いきなりの集団生活にどうしていいか分からなかった私に色々と教えてくれたのがシュベルトだった。
「んー覚えてない。何せ魔法以外のことは全く勉強してなかったから王子様だって言われても、王子様って事はお城に住んでるのか、くらいに思ってた」
「…思ってた以上に世間知らずだったんだな」
「うん。あの頃は爵位とかも全然知らなかったし、とりあえず態度がつんつんしてて着飾ってる人は全員貴族!くらいの認識で。あ、爵位については今もよく分からないけど」
ずっとお師匠様と二人で暮らしてきた私にとって、同じ年代の子供と過ごすというのは戸惑いの連続だった。
「孤児にも関わらず王子様と仲良くしてる田舎者の娘。周りはあまり良く思ってなかったよね」
「気付いていたのか?」
目を丸くしているセルビスが可笑しくてつい笑ってしまいそうになるのを堪えながら、セレスティアであった時のことを思い出す。
初めての友達が嬉しくて、笑顔で迎えてくれるシュベルト達の側に着いて回っていた。
とにかく世間知らずで学園に来るまで人との関わりが少なかった私は、人から向けられる感情に疎かった。
特にシュベルトは地位が高く見目のいい友達が多かったので、必然的に一緒に話す機会も多かった。

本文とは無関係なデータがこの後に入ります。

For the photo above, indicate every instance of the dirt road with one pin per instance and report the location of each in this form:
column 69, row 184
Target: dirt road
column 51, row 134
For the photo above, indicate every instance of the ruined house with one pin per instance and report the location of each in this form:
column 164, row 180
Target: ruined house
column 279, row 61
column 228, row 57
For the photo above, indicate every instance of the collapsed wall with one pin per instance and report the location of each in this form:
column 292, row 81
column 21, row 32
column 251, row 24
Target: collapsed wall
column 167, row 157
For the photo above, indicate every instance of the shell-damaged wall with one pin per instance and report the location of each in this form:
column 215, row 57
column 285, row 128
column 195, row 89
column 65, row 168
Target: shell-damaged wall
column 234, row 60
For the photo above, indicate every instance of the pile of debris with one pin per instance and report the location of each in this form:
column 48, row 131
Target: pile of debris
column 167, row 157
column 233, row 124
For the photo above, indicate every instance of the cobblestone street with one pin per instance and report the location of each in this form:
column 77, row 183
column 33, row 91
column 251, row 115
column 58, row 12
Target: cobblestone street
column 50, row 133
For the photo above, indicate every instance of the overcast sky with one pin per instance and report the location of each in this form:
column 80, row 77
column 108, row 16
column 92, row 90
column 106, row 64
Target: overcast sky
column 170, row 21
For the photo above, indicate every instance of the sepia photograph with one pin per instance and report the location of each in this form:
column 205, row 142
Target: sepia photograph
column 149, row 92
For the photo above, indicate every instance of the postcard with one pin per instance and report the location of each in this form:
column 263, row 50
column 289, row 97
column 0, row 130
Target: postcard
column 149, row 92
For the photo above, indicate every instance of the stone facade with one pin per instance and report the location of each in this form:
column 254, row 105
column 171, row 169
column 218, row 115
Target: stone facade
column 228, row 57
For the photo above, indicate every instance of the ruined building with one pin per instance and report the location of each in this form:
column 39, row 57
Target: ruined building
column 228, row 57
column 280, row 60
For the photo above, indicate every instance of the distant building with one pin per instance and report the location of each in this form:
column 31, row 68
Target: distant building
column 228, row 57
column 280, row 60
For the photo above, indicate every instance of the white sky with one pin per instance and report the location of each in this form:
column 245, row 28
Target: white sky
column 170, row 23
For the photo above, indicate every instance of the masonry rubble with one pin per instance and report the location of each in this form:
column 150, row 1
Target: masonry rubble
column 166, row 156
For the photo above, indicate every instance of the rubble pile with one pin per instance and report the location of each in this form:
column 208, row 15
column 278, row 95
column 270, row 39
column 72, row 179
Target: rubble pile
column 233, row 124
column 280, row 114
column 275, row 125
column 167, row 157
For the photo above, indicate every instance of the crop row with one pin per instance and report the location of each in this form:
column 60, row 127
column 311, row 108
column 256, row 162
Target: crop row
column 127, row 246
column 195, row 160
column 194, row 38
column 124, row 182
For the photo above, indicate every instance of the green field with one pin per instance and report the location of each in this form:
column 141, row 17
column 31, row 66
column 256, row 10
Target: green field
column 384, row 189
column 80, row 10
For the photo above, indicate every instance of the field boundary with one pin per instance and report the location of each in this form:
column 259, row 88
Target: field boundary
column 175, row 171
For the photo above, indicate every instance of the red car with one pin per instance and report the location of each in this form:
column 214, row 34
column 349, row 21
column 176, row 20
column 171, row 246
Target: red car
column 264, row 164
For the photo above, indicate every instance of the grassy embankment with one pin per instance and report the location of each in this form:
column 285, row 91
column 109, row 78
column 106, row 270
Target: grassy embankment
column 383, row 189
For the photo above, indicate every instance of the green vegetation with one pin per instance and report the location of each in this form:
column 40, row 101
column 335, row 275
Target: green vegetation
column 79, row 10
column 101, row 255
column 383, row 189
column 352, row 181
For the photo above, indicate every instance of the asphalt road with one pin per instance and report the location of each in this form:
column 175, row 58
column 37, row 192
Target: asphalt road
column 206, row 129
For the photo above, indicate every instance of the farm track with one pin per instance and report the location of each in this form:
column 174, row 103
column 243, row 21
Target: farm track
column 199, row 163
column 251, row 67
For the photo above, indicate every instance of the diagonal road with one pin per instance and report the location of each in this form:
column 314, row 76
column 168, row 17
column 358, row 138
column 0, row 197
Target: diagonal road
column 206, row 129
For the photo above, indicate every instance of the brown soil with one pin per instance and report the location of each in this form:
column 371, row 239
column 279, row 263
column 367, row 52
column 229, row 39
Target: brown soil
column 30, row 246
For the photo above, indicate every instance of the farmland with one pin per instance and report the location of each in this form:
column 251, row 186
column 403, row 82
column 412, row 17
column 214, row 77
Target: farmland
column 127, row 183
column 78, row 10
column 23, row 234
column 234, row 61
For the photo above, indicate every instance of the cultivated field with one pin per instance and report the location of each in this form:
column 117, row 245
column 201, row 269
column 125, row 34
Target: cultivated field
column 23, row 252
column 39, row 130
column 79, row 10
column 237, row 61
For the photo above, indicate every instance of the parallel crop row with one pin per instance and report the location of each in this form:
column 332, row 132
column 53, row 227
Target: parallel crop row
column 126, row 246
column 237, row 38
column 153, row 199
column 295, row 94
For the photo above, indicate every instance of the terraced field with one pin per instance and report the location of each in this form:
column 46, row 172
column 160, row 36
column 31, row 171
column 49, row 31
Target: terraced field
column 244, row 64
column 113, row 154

そんなセレスティアの行動は周囲から特に女の子からは好ましくないものだと気がついた。
「…二度目の人生でね」
「そうか。何だか悟った目をしているな」
「皆がそんなことを思っていた訳じゃないよ。セレスティアはあのテニッシュ様の弟子だったし、魔法士としても優秀だった。周りからは一目置かれていたからね」
「ありがとう、アルミン」
やっぱりアルミンは優しい。
アルミンの優しさにほのぼのしていると、セルビスがわざとらしく咳き込んだ。
「出発は半月後だ。それまでに体調を整えおくように」
「分かった」
急ではあるものの半月後に、お師匠様捜索の為私は以前住んでいた場所へ行くことになった。